Maersk container ship

Maersk is eliminating another 3,500 positions after having reduced its headcount by 6,500 throughout the year.

The Copenhagen-based shipping company announced this move while reporting its financial results for the third quarter, including a decrease in revenue from $22.8 billion in the same quarter last year to $12.1 billion, Maersk said in a Friday (Nov. 3) press release. The company attributed the drop in revenue to lower freight rates and volumes.

“Our industry is facing a new normal with subdued demand, prices back in line with historical levels and inflationary pressure on our cost base,” Maersk CEO Vincent Clerc said in the release. “Since the summer, we have seen overcapacity across most regions triggering price drops and no noticeable uptick in ship recycling or idling.”

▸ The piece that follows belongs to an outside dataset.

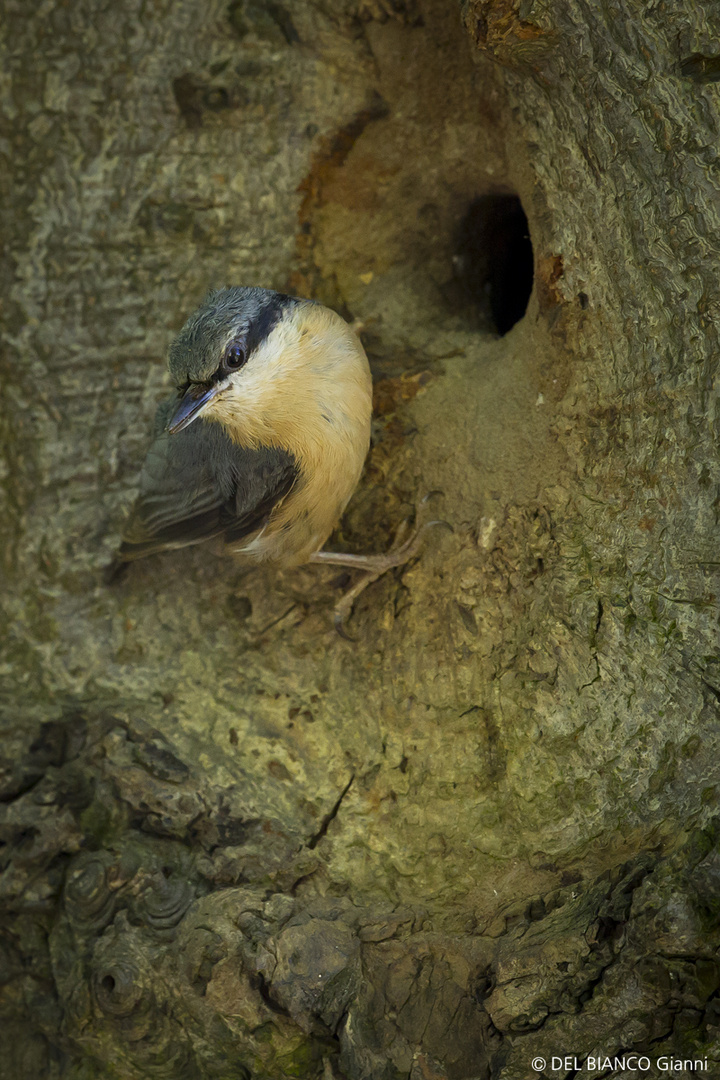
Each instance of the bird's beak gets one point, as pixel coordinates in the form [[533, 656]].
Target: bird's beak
[[193, 403]]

The company’s layoffs — which had already seen a reduction in headcount from 110,000 to 103,500 before the latest cuts — are one of the cost containment measures Maersk has implemented to enhance competitiveness and resilience, according to the release.

These measures aim to bring down Maersk’s selling, general and administrative expenses (SG&A) cost by $600 million for 2024, the release said. The company has also lowered its capital expenditure (CAPEX) spend for 2023 and 2024 and is considering extending its share buyback program into 2024.

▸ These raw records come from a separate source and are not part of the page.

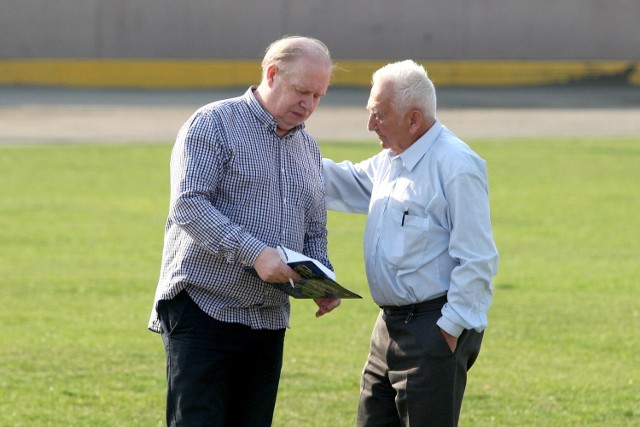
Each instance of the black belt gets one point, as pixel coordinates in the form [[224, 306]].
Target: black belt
[[411, 309]]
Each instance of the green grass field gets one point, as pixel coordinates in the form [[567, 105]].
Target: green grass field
[[81, 230]]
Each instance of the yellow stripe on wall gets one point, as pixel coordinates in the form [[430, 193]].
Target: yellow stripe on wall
[[224, 73]]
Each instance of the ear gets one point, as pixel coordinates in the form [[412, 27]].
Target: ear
[[270, 73]]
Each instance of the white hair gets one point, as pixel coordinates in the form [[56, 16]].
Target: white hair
[[411, 85], [289, 48]]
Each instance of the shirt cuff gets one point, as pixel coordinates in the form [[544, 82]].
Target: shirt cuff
[[450, 327]]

“Given the challenging times ahead, we accelerated several cost and cash containment measures to safeguard our financial performance,” Clerc said. “While continuously streamlining our organization and operations, we remain dedicated to our strategy of fulfilling our customers’ diversified supply chain needs while pursuing growth across our Terminals business and Logistics & Services.”

In terms of performance, Maersk’s Ocean segment saw a 9% increase in volumes compared to the previous quarter, according to the press release. However, the segment’s EBIT was negative at $27 million, primarily due to significant pressure on rates, particularly in the Asia to Europe, North America and Latin America trades.

The Logistics & Services segment recorded a decrease in revenue, impacted by lower prices in the air and haulage market, the release said. However, increased cost management efforts helped stabilize margins sequentially.

Maersk’s Terminals segment reported revenue of $1.0 billion, down from $1.1 billion last year, driven by reduced demand for storage amid eased global congestion and a decline in volume, per the release. However, the segment achieved strong results through price adjustments and cost measures.

Despite the challenging market conditions, Maersk maintains its financial guidance for 2023, expecting to be towards the lower end of the previously communicated ranges for underlying EBITDA and underlying EBIT, according to the release. The guidance for free cash flow remains unchanged.

It was reported in October that the daily market prices for cargo transportation from Asia to the United States and Europe have dropped by as much as 90% since early 2022. The largest container carriers have responded to this decline by canceling sailings and mothballing vessels to reduce operating costs.